The U.S. attorney’s office in the District said a three-count indictment, unsealed Tuesday, accuses Sgt. Enis Jevric, 41, of second-degree murder, illegal use of a firearm and violating the civil rights of the motorist, 27year-old An’twan Gilmore, who was fatally shot Aug. 25, 2021, at New York and Florida avenues NE.
Several officers had approached Gilmore at the intersection about 2:30 a.m. after he fell asleep at a traffic light in the driver’s seat of a BMW, according to court filings. At least some of the officers noticed a handgun in his waistband, police said.
When Gilmore awoke and began to drive away, authorities said, Jevric fired at least 10 rounds at the car in a use of deadly force that appeared to violate D.C. police department policies against shooting at moving vehicles, Police Chief Robert J. Contee III said at the time.
Jevric, who has been on the force for about 15 years, pleaded not guilty Tuesday afternoon at his arraignment in U.S. District Court in Washington. Police said Jevric is on administrative leave with pay.
Magistrate Judge G. Michael Harvey noted that he did not have authority to detain Jevric pending a trial because prosecutors did not request it. Seconddegree murder, the most serious charge in the indictment, is punishable by up to life in prison.
Harvey released Jevric and placed him in the court system’s High Intensity Supervision Program, with a nightly curfew and GPS monitoring. Harvey said he agreed with defense attorney Barrett Schultz that Jevric did not pose a flight risk.
Schultz could not be reached for comment after the arraignment. Gilmore’s sister, Almoustah Gilmore, has filed a wrongful-death lawsuit against Jevric and the city. Brian Mcdaniel, one of Almoustah Gilmore’s lawyers, praised the indictment in an email: “On behalf of the family we are pleased that the Grand Jury has returned appropriate charges for Officer Jevric and look forward with great hope and expectation that justice will be done for An’twan.”
After Jevric opened fire early that morning, police said, the BMW crashed into a tree, and
Gilmore was found fatally wounded in the driver’s seat. The loaded handgun that officers had observed when they first encountered him “was still in the right side of his waistband area,” Contee said at the time.

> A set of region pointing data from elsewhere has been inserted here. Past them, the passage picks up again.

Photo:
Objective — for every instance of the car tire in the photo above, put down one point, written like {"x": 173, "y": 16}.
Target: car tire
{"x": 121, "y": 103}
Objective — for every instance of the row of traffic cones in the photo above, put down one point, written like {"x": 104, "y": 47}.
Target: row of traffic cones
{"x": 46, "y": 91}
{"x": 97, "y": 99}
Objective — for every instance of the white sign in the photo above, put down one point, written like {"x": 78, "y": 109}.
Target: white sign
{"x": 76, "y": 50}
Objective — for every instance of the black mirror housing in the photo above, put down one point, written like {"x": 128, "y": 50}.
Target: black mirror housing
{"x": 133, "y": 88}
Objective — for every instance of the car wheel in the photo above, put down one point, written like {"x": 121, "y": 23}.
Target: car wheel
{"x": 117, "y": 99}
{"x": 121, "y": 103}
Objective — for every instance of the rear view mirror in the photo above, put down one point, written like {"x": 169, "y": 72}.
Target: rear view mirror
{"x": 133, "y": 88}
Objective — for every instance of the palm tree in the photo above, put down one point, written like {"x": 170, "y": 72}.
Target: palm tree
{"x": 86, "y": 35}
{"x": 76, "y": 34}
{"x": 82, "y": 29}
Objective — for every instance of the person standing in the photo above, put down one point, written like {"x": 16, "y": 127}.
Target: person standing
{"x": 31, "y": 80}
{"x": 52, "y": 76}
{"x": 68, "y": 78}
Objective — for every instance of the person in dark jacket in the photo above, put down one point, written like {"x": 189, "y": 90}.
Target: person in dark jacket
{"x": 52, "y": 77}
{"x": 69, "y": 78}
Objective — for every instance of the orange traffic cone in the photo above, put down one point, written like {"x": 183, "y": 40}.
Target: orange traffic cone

Police have said that video of the crucial moments leading up to the shooting from Jevric’s body camera was obscured by a ballistic shield he was carrying as he approached the car. It was not clear what other officers saw. Jevric was the only officer of about six at the scene who fired a gun, according to police.
Police have said they do not know precisely what happened inside the car when Gilmore stirred as police knocked on a window, or why Jevric fired. Jevric did not give a statement to detectives, as was his right while prosecutors reviewed the shooting, authorities said. He has declined to comment publicly on the shooting.
Gilmore’s family and some community activists criticized the shooting as unnecessary, and Contee promised a thorough investigation at the time.
After officers responded to a 911 call about a sleeping motorist, police said, they regrouped for about 20 minutes to plan how to approach the vehicle because a gun was visible in Gilmore’s waistband. Police later said the Glock semiautomatic was loaded with 17 rounds.
Gilmore, asleep, had his left foot on the brake, police said. Video from body-worn cameras shows officers gathered around the car and, at one point, an officer tapping on a window. That apparently woke Gilmore, who drove away as Jevric fired. The shots came in two distinct bursts, with several fired as the car headed away from the officers, police said at the time.